I agreed to this plan, but once Aunt Maggie had departed for her own cabin, I found myself too restless to even think of sleeping. I set Pooping Pedro on the nightstand, then hefted the larger of my two suitcases onto the bed and began to unpack, hanging my dresses from the rod that constituted the closet and folding my underwear into the nightstand drawers. The second suitcase contained my cosmetics and toiletries, and these were soon stowed away in the bathroom. Having completed this task, I stepped out into the corridor (noting the “Do Not Disturb” hanger dangling from Aunt Maggie’s doorknob), locked the cabin door behind me, and retraced my steps to the deck.

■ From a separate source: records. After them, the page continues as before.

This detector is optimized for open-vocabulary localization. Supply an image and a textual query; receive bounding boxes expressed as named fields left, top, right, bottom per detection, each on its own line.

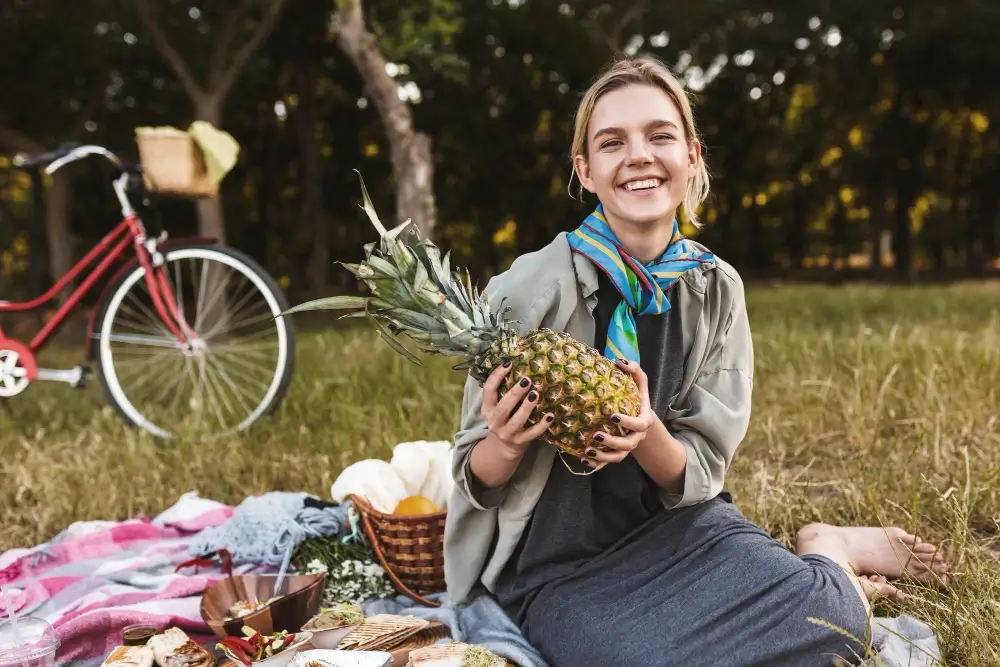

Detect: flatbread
left=406, top=642, right=507, bottom=667
left=101, top=646, right=153, bottom=667
left=337, top=614, right=430, bottom=651
left=147, top=628, right=215, bottom=667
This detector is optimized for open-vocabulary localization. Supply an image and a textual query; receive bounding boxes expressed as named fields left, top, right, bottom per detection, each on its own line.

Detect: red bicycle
left=0, top=145, right=295, bottom=438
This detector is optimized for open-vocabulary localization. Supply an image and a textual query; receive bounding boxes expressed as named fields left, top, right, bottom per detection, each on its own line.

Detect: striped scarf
left=568, top=204, right=714, bottom=364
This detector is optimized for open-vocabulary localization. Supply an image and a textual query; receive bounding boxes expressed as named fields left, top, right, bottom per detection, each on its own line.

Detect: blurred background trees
left=0, top=0, right=1000, bottom=308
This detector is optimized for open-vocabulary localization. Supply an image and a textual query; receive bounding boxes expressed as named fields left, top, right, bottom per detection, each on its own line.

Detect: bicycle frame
left=0, top=146, right=195, bottom=362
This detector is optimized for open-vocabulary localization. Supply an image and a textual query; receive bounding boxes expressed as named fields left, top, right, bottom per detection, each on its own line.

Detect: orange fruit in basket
left=392, top=496, right=441, bottom=516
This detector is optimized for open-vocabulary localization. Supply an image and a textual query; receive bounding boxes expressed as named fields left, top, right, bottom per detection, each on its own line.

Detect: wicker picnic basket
left=135, top=128, right=219, bottom=198
left=351, top=494, right=447, bottom=607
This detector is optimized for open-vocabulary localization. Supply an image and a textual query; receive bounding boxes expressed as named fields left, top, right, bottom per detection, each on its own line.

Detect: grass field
left=0, top=285, right=1000, bottom=667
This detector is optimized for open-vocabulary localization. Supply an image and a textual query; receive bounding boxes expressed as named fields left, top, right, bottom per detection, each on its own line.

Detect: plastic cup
left=0, top=616, right=59, bottom=667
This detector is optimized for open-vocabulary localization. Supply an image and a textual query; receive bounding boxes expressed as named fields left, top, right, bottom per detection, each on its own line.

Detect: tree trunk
left=785, top=186, right=809, bottom=272
left=892, top=184, right=916, bottom=282
left=336, top=0, right=437, bottom=239
left=294, top=68, right=330, bottom=294
left=194, top=95, right=226, bottom=243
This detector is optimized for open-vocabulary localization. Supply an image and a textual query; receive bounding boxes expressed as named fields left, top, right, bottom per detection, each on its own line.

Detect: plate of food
left=201, top=573, right=326, bottom=639
left=302, top=602, right=365, bottom=649
left=289, top=649, right=392, bottom=667
left=216, top=626, right=312, bottom=667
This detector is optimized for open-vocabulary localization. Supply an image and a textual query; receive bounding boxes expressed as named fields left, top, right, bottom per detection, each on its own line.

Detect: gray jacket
left=444, top=233, right=754, bottom=604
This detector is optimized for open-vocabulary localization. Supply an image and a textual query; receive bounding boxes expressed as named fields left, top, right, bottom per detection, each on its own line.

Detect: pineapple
left=286, top=174, right=640, bottom=457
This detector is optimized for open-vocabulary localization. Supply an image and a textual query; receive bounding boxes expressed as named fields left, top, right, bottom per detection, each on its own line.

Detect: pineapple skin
left=472, top=329, right=641, bottom=458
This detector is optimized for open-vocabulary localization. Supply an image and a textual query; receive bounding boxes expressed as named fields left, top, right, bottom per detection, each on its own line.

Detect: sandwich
left=146, top=628, right=215, bottom=667
left=101, top=646, right=153, bottom=667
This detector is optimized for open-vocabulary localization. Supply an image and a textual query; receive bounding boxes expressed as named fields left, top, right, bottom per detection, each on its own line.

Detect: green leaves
left=284, top=173, right=496, bottom=365
left=279, top=296, right=368, bottom=317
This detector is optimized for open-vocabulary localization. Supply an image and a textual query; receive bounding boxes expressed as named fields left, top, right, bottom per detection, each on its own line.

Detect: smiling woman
left=445, top=59, right=944, bottom=667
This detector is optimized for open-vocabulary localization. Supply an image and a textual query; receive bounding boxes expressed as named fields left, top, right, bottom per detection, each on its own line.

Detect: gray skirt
left=521, top=499, right=869, bottom=667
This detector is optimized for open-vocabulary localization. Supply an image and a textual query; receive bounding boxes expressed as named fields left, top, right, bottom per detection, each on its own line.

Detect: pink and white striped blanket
left=0, top=493, right=260, bottom=667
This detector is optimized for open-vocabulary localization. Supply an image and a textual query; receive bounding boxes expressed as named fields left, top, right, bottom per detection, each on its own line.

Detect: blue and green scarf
left=568, top=204, right=715, bottom=364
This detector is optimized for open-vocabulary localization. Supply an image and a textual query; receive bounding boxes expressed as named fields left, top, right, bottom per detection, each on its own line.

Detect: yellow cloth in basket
left=188, top=120, right=240, bottom=183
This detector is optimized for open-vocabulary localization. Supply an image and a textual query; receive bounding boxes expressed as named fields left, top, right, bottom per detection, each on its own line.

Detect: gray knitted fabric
left=189, top=491, right=351, bottom=567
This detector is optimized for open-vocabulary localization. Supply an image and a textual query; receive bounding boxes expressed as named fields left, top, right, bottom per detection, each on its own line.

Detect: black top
left=496, top=271, right=684, bottom=625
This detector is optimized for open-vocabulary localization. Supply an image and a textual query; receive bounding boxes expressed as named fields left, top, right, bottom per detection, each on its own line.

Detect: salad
left=226, top=595, right=281, bottom=621
left=215, top=625, right=296, bottom=667
left=302, top=602, right=365, bottom=632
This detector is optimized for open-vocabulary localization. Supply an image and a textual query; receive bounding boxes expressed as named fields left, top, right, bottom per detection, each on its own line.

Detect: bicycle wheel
left=93, top=245, right=295, bottom=438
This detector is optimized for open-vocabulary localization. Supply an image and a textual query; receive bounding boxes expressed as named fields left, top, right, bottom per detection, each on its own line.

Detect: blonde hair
left=567, top=57, right=709, bottom=227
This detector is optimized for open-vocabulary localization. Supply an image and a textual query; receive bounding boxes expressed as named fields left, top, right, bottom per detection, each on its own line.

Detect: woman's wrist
left=469, top=433, right=527, bottom=489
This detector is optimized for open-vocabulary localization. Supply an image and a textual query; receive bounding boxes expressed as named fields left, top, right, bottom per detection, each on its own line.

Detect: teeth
left=625, top=178, right=660, bottom=192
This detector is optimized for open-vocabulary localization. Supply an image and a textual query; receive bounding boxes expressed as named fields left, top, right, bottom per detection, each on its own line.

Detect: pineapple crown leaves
left=282, top=170, right=509, bottom=369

Passengers were still boarding, although the line had slowed to a trickle. Looking at my fellow travelers, I began to understand why Gene had been so encouraging when I’d written to tell him of Aunt Maggie’s invitation: there was no one on board for him to be jealous of. The av
erage age of the Oceanus’s passengers seemed to be about seventy, the only exceptions being the Greek god with the camera (who couldn’t really be said to count, since he was a member of the crew) and a slender young woman standing at the rail and looking out to sea, her long black hair hanging halfway to her waist beneath the wide brim of her hat. Someone’s daughter, I guessed, only to be proven wrong a moment later when she was approached by one of the older passengers, a well-preserved man with silver hair who stole an arm about her waist and planted a most unfatherly kiss on her scarlet lips. As she turned toward him, the sun caught her full in the face, and I realized she was older than I’d thought—forty if she was a day, although she was carefully and heavily made up to look at least a decade younger. The mistress, I thought, and abandoned any half-formed hope of making a female friend nearer my own age.
Any further inspection of my fellow passengers was interrupted by the loud blast of the ship’s horn announcing the “all aboard.” A flurry of activity followed, as the last stragglers came running up the gangplank, only to meet the hastily departing visitors running down after seeing their loved ones safely on board. Fifteen minutes later, the gangplank was lifted and the ropes that tethered Oceanus to her berth were cast off. Slowly, very slowly, the ship began to move away from the pier. Far below, the unfortunate souls left behind stood on the dock waving a final “bon voyage” to their friends and relatives. I leaned over the railing and waved back at them madly even though I didn’t know a single soul.
As the pier shrank from view, the long night of flying finally caught up with me, and I realized how sleepy I was. Resolving to follow Aunt Maggie’s example, I returned to my stateroom for a nap. I turned the key in the lock and pushed the door open—and saw a face grinning maniacally at me through the gloom.